L'interaction entre la danse et l'architecture est un thème exploré par de nombreux artistes, et Lisbeth Gruwez n'y fait pas exception. Son travail invite à repenser la relation entre le corps en mouvement et l'espace qui l'entoure.

Partant de mon regard d'architecte, j'ai tenté de comprendre comment la danse est bouleversée par sa co-présence avec l'architecture. Pour cela, je me suis appuyée sur l'analyse du court-métrage "Une maison sur la colline" d'Hervé Robbe.
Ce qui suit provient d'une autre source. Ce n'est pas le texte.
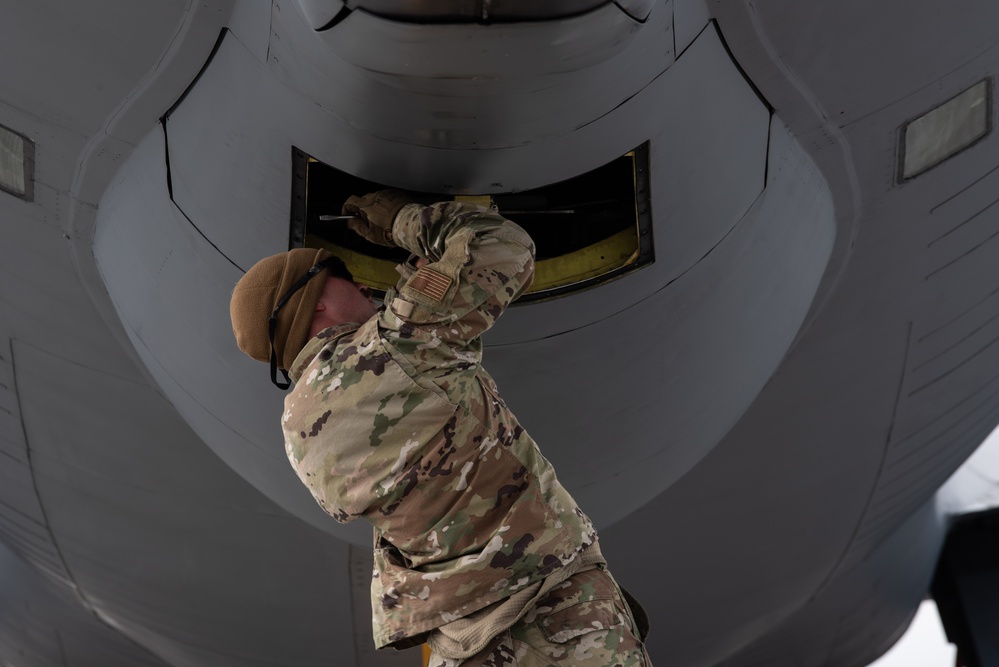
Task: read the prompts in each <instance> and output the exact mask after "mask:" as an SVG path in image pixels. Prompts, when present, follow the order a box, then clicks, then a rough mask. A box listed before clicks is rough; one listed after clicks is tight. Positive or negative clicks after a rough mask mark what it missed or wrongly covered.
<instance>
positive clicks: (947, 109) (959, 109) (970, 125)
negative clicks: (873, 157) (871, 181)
mask: <svg viewBox="0 0 999 667" xmlns="http://www.w3.org/2000/svg"><path fill="white" fill-rule="evenodd" d="M989 93H990V91H989V81H988V80H987V79H986V80H985V81H980V82H979V83H977V84H975V85H974V86H972V87H971V88H969V89H968V90H966V91H964V92H963V93H961V94H960V95H958V96H957V97H954V98H952V99H950V100H948V101H947V102H944V103H943V104H941V105H940V106H938V107H937V108H936V109H933V110H932V111H930V112H928V113H925V114H923V115H922V116H920V117H919V118H917V119H915V120H913V121H911V122H910V123H909V124H907V125H906V126H905V127H903V128H902V144H903V154H902V174H901V176H902V177H901V180H903V181H904V180H906V179H909V178H912V177H913V176H916V175H917V174H920V173H922V172H924V171H926V170H927V169H929V168H931V167H935V166H936V165H938V164H940V163H941V162H943V161H944V160H946V159H947V158H949V157H950V156H952V155H954V154H955V153H958V152H959V151H961V150H963V149H965V148H967V147H968V146H970V145H971V144H973V143H975V142H976V141H978V140H979V139H981V138H982V137H984V136H985V135H986V134H988V131H989V125H990V123H989V116H990V108H991V105H990V103H989V102H990V99H989Z"/></svg>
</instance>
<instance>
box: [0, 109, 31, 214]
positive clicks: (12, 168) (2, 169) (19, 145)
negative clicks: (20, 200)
mask: <svg viewBox="0 0 999 667" xmlns="http://www.w3.org/2000/svg"><path fill="white" fill-rule="evenodd" d="M33 163H34V144H32V143H31V142H30V141H28V140H26V139H25V138H24V137H23V136H21V135H20V134H18V133H17V132H14V131H12V130H9V129H7V128H6V127H4V126H2V125H0V189H3V190H6V191H7V192H9V193H11V194H12V195H16V196H18V197H21V198H22V199H27V200H29V201H30V200H31V194H32V187H31V185H32V183H31V167H32V165H33Z"/></svg>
L'espace est, ici, identifié comme matière commune à la danse et à l'architecture. Cette hypothèse amène une réciprocité des deux disciplines : elles agissent l'une sur l'autre par leurs contours partagés. Dans cette étude, cette imbrication est utilisée comme outil pour déplacer notre point de vue. Nous allons, donc, mettre en perspective l'évidence de considérer l'architecture comme décor pour la danse avec l'idée de concevoir la danse comme l'ornement de l'architecture. Si cette dernière proposition semble réductrice, nous verrons qu'elle présente, en réalité, une complexité riche de sens. Le rapport entre l'ornement et l'architecture a fait l'objet de nombreuses études qui constituent un appui pour requestionner le lien entre danse et architecture.